Molecular Mechanisms of Neurodegeneration
The neuronal response to MS pathology involves several mechanisms, categorized as initiators and amplifiers of neurodegeneration. Ion dysregulation and excitotoxicity are early responses to the inflammatory environment, where neurons suffer from disrupted ion homeostasis and glutamate toxicity. This leads to mitochondrial dysfunction, calcium overload, and oxidative stress, which collectively initiate neuronal injury. The role of excitotoxicity, driven by the excessive activation of ionotropic glutamate receptors (GRIs), is well-documented in MS, contributing to synaptic loss and eventual neuronal death. Furthermore, mitochondrial dysfunction is central to MS progression, as inflammation impairs the electron transport chain and depletes neuronal ATP, leading to increased reactive oxygen species (ROS) and further neuronal damage.

Neuronal Deregulation and Epigenetics
The article also discusses the epigenetic dysregulation triggered by chronic neuroinflammation. Epigenetic marks, such as DNA methylation and histone modifications, influence the transcriptional dynamics in neurons, contributing to the long-term changes observed in MS. For example, the histone methyltransferase G9a promotes a repressive epigenetic environment that sensitizes neurons to ferroptosis, a form of iron-dependent cell death prevalent in MS pathology. Understanding how inflammation-induced epigenetic changes affect neuronal resilience offers promising therapeutic avenues for mitigating disease progression.

Neuronal Immune Signaling
During MS, neurons themselves contribute to the CNS inflammatory environment by producing immune modulators like chemokines and cytokines. For instance, interferon-γ (IFNγ) stimulates neurons to secrete CCL2, which recruits immune cells that exacerbate neuronal damage. These findings suggest that neurons play an active role in shaping their own inflammatory milieu, highlighting the complex interplay between neurodegeneration and immune regulation.

Therapeutic Strategies
The review concludes by exploring potential neuron-directed therapies aimed at mitigating neurodegeneration in MS. Modulation of ion channels, especially glutamate receptors and calcium channels, is a promising therapeutic target. While current clinical trials, such as the MS-SMART trial, have yielded mixed results, the authors highlight the need for more targeted interventions that focus on neuron-intrinsic mechanisms. Emerging therapies, including inhibitors of necroptosis and ferroptosis, as well as agents aimed at enhancing mitochondrial function, are being investigated for their potential to slow disease progression.

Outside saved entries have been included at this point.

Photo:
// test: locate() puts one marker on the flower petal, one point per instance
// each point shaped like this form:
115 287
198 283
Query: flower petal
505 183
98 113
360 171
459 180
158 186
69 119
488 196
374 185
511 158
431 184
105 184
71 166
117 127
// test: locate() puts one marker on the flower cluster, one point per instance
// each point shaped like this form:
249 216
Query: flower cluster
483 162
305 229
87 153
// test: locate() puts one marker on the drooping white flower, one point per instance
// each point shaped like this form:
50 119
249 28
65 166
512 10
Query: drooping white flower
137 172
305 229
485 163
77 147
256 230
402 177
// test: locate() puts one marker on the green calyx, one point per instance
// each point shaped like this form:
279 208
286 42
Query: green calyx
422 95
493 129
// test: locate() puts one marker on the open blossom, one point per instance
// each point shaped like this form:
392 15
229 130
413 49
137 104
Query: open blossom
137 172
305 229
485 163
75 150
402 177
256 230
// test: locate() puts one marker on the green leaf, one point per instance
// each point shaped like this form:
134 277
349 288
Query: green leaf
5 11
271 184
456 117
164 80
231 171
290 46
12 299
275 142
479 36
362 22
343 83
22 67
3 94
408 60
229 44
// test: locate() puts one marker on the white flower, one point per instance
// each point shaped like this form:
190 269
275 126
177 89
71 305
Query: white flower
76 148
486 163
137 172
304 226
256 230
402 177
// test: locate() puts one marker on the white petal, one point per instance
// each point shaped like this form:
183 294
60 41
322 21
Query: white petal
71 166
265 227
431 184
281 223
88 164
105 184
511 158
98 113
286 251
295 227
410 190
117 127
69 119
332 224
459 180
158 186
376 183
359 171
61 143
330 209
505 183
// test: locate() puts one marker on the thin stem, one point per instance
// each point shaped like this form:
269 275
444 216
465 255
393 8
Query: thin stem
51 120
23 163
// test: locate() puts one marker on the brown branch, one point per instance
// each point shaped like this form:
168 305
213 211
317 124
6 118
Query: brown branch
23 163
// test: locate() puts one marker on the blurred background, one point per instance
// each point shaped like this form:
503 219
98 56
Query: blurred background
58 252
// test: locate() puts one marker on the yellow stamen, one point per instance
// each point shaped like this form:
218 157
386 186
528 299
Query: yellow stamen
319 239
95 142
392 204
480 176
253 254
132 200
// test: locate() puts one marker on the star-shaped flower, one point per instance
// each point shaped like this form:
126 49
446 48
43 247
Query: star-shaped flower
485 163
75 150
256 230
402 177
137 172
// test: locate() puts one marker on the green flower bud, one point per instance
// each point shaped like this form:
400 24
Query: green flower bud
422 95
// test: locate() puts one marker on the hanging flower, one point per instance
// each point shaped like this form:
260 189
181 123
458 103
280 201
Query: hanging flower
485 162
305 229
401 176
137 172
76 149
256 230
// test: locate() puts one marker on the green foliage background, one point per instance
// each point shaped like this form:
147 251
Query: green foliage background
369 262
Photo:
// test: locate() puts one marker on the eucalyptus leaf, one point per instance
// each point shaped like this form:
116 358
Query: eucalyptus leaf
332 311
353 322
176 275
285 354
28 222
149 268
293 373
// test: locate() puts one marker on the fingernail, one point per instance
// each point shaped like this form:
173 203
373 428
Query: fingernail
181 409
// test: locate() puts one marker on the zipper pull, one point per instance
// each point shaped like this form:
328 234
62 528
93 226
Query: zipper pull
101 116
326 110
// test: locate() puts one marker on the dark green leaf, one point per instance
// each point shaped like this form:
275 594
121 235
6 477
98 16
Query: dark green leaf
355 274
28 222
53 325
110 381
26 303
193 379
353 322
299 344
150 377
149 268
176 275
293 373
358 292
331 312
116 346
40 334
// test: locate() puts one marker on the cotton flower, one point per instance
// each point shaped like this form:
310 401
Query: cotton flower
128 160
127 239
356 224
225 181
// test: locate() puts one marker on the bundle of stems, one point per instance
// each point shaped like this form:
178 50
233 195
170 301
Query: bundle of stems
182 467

In summary, this comprehensive review underscores the importance of neuron-specific research in MS. While immunomodulatory therapies have successfully reduced relapse rates, addressing the smoldering neurodegeneration that drives long-term disability requires a deeper understanding of the neuron-intrinsic factors involved in disease progression. The article calls for a paradigm shift towards targeting neuronal resilience and identifying new therapeutic strategies to counteract the devastating effects of MS on the CNS.

References:
Woo, M.S., Engler, J.B. & Friese, M.A. The neuropathobiology of multiple sclerosis. Nat. Rev. Neurosci. 25, 493–513 (2024).